If you follow the trajectory of this video, you would notice how Mahanta manipulated the original poster, which was socially decent or acceptable, and then uploaded a different one on Facebook showing explicit “obscenity” that had the potential to trigger public outrage. In the few hours after the video was uploaded, it didn’t get much attention. So, she decided to post the so-called “obscene” photo with the caption “Mou Bihu salene?” (Have you watched Mou Bihu?), which ultimately caught people’s eyes and triggered them. Doesn’t it sound too convenient and deliberate? It does.

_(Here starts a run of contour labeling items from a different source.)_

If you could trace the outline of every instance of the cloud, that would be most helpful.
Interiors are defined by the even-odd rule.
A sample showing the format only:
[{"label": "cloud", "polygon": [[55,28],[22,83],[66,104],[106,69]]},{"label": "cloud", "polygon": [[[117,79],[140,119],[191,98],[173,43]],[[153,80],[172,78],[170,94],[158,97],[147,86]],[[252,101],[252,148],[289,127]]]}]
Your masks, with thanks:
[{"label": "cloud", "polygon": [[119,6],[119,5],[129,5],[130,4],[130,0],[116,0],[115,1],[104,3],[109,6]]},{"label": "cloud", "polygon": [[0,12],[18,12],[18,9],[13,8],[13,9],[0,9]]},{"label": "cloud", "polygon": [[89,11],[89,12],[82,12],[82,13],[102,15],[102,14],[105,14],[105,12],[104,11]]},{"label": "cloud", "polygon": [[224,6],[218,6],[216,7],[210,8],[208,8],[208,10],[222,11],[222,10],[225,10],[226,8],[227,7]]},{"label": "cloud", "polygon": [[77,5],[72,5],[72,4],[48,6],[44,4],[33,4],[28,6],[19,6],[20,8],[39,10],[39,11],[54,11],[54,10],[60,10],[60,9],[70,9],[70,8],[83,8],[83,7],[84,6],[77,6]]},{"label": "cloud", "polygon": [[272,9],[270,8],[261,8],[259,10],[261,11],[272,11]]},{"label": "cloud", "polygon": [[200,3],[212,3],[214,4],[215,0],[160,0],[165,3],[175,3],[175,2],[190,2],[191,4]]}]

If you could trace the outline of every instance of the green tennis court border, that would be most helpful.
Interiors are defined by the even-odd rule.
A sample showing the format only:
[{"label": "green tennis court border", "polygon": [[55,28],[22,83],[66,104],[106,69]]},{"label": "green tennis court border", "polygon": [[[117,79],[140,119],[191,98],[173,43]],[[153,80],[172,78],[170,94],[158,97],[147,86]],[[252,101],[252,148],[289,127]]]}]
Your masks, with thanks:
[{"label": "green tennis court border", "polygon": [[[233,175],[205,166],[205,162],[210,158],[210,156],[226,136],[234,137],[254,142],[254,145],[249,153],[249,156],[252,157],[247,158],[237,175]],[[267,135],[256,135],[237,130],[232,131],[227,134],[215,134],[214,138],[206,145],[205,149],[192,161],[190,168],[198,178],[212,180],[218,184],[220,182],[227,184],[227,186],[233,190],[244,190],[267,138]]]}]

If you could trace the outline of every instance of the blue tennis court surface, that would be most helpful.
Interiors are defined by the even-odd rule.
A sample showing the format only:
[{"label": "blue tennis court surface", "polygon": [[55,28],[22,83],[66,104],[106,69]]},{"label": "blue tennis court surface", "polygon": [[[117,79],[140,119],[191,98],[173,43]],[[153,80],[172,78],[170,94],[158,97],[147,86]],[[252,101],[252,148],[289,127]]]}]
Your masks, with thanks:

But the way people reacted to the video also says a lot about our performative morality. It reminded me of how silent these same moralists were in the past. Now that the public is collectively triggered, it’s easy for them to attack a woman trying to talk about sex through a feminist lens (though she failed at it). The same society had no issue when, in almost every Assamese film released in 2024, whether it’s Jai Hanuman, Sikaar, or Abhimanyu, there were explicit rape scenes instead of symbolic representation. But here, Mahanta uses honey to depict sexual desire, and that’s what crosses the line?

In Achinta Shankar’s Abhimanyu (2024), there’s a scene where the villain is shown raping and penetrating the female lead, with clearly suggestive facial expressions and yet, no outrage. In Himangshu Prasad Das’s Jai Hanuman (2024), a graphic rape scene inside a van plays out, something that could easily trigger real-life survivors, but no one said a single word. Instead, these so-called flag-bearers of morality posted selfies from the premieres, praising the films and asking others to watch them. It seems sexual scenes are fine when they show women being oppressed. But when a woman expresses desire? That’s suddenly a cultural shame.

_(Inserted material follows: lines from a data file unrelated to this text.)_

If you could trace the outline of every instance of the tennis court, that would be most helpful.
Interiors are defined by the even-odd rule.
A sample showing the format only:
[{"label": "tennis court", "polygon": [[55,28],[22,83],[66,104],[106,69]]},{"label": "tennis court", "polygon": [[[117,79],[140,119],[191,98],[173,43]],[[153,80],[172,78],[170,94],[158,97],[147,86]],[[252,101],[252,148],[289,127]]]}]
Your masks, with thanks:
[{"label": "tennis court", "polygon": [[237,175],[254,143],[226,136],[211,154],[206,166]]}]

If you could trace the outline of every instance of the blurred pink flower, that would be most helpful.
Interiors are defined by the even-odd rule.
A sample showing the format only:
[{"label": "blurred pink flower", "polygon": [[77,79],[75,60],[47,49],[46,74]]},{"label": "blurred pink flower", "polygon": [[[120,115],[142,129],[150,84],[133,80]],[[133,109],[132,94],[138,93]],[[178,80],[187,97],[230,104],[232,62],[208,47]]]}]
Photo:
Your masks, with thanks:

Harsh truth, but let me put it straight: this isn’t about Assamese culture or Bihu. People are upset because a woman spoke openly about sexual desire and polyamory. Sex scares people because it’s when they lose control, when the mask of civility slips, and something raw comes out. That fear turns into shame, and that sexual shame needs a scapegoat. So anyone who steps outside the script, people with same-sex desire, or those who practice or promote anything other than monogamy, gets attacked. 

I have nothing against obscenity, and I appreciate how Pranab Bharali (with Supa Supi, 2024) and Himangshu Prasad Das (with Bulu Film, 2023) opened the door for breaking the stereotypical presumption and blurring the line between obscene and moral with titles of their works. But those, which openly suggest something “less moral,” weren’t questioned the way this 6-minute video, with barely any sexual content, has been. Male filmmakers in Assam have long sexualized rape on screen, and no one said a word. I only wish they had the sensitivity to portray such sexual violence without graphic visuals, like Ritesh Sharma did in Jhini Bini Chadariya.

In these times, we must ask: Is the harsh criticism of Mou Bihu because it was made by a woman? Or is it the convenient moral facade that only targets women, while male filmmakers’ intentions go unchallenged? Srijani Bhaswa Mahanta also craved this attention; she planned everything for that, and look, she grabbed it. Now what we need is a conversation on morality and obscenity among the people of this region, and a self-introspection on how they are also part and parcel of this politics of convenience.